Rail companies may sue government over Great Western franchise

08 March 2013

Posted by Satvir Bhullar

Four rail companies have started legal proceedings against the government after it cancelled the bidding process for the Great Western franchise.

Ministers stopped the procurement process for the rail line, which operates between south Wales and London and is currently run by FirstGroup, claiming they need a rethink in light of the West Coast Mainline fiasco.

No compensation has been paid to the four companies that made bids for the franchise, FirstGroup, Stagecoach, Arriva and National Express, and they have now gone to court in an attempt to get their money back.

If they are successful, the government will have to pay costs of £40 million.

Each company has spent around £10 million on hiring experts and lawyers to put together their bids for the franchise and they are angry that the government has not offered to reimburse these costs.

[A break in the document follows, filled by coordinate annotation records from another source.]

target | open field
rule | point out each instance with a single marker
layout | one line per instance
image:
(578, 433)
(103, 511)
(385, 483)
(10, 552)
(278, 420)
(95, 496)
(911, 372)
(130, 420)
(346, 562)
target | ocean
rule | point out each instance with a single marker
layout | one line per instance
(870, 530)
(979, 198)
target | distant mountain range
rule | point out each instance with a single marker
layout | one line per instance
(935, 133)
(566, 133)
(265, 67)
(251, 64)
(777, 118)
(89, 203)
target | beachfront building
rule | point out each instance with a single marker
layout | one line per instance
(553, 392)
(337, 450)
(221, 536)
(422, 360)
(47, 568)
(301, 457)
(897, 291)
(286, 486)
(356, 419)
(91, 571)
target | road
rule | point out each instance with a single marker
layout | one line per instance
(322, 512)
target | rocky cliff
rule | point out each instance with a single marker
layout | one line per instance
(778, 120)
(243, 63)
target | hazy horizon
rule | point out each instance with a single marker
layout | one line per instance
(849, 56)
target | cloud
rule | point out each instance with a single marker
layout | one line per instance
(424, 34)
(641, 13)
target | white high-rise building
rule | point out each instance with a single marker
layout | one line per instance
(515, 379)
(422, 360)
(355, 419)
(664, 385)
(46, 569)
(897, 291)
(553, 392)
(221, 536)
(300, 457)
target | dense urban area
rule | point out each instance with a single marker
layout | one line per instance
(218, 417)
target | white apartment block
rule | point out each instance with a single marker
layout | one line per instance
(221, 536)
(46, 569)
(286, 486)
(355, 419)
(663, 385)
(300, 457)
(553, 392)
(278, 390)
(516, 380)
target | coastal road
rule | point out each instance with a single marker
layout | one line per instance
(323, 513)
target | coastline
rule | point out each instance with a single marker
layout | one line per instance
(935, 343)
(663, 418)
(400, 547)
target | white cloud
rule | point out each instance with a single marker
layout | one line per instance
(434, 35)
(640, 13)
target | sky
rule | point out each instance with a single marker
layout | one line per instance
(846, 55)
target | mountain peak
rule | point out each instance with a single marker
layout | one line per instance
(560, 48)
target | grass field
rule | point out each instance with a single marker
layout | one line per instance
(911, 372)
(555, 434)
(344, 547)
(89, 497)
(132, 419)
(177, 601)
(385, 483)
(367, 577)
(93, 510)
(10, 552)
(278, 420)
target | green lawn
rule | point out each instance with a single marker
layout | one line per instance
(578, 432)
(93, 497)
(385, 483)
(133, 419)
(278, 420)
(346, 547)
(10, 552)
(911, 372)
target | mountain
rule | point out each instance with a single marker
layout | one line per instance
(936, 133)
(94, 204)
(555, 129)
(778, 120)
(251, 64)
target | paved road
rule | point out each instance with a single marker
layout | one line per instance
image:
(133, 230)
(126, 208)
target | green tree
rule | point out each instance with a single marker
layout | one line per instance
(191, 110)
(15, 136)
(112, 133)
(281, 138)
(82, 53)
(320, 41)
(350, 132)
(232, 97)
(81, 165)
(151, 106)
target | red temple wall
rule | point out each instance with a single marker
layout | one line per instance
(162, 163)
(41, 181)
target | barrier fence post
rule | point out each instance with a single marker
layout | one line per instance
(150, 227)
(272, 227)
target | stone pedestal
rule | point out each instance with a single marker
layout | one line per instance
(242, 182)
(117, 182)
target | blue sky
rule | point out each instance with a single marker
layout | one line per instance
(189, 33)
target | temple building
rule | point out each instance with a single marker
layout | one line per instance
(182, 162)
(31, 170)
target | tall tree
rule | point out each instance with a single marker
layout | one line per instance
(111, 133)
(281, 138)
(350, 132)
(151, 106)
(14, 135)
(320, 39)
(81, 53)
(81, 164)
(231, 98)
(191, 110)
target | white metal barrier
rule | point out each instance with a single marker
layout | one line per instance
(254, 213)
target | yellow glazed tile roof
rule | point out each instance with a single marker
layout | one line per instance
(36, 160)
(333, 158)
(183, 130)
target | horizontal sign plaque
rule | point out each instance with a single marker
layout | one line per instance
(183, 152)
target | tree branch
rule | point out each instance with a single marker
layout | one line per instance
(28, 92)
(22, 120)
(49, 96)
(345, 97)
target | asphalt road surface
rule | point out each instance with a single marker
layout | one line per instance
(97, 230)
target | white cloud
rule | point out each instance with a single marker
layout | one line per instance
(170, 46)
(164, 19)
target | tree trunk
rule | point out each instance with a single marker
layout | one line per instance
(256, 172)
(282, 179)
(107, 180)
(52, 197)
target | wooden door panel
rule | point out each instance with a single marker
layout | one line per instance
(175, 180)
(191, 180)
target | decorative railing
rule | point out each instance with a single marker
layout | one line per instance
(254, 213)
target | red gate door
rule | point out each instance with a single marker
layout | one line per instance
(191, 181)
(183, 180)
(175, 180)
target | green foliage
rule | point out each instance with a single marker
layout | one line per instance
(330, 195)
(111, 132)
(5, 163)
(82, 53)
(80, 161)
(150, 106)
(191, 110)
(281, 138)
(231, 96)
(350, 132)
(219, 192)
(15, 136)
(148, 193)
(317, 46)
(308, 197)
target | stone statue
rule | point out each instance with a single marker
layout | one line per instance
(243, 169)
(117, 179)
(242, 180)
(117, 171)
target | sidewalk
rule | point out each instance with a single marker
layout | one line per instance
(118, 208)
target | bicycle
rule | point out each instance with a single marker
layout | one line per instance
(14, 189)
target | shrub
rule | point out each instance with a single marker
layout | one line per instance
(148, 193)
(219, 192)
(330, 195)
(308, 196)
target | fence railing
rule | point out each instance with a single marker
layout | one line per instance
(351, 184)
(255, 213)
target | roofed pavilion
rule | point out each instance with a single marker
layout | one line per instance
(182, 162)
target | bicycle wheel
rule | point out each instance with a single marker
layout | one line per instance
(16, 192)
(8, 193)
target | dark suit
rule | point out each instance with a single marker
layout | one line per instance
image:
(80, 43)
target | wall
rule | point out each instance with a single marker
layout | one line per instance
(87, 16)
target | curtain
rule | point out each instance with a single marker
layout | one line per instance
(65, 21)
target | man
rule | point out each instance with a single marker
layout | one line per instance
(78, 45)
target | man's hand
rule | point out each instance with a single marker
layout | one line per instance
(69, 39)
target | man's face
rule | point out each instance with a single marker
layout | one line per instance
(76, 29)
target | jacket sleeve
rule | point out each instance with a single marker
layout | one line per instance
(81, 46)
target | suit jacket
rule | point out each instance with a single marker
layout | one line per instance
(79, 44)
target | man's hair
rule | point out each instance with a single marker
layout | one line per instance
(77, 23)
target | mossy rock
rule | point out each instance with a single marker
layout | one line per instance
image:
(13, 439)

Nigel Harris, the editor of Rail Magazine, told the BBC: "A refusal to refund may conform to the letter of the contract rules, but utterly fails the 'right thing' test."

He added: "It makes no sense to penalise innocent bidders, especially when you want and need them to re-bid."

The BBC reports that an agreement has been reached to "stay" legal proceedings until the end of March, in an attempt to allow the two sides to reach a compromise.

According to the terms laid out in the invitation to tender, the government is under no obligation to reimburse the bidders despite cancelling the process. However, whatever course of action it takes is likely to provoke a negative reaction. If the companies are compensated, there will be anger that more taxpayers' money has been spent on a failed rail franchise.

Earlier this year, a report by the Public Accounts Committee found that the collapse of the bidding process for the West Coast Main Line will cost the public at least £50 million.

These latest developments are likely to raise more concerns about how effectively the government will manage future rail projects such as the HS2 high-speed rail line and the Thameslink main line.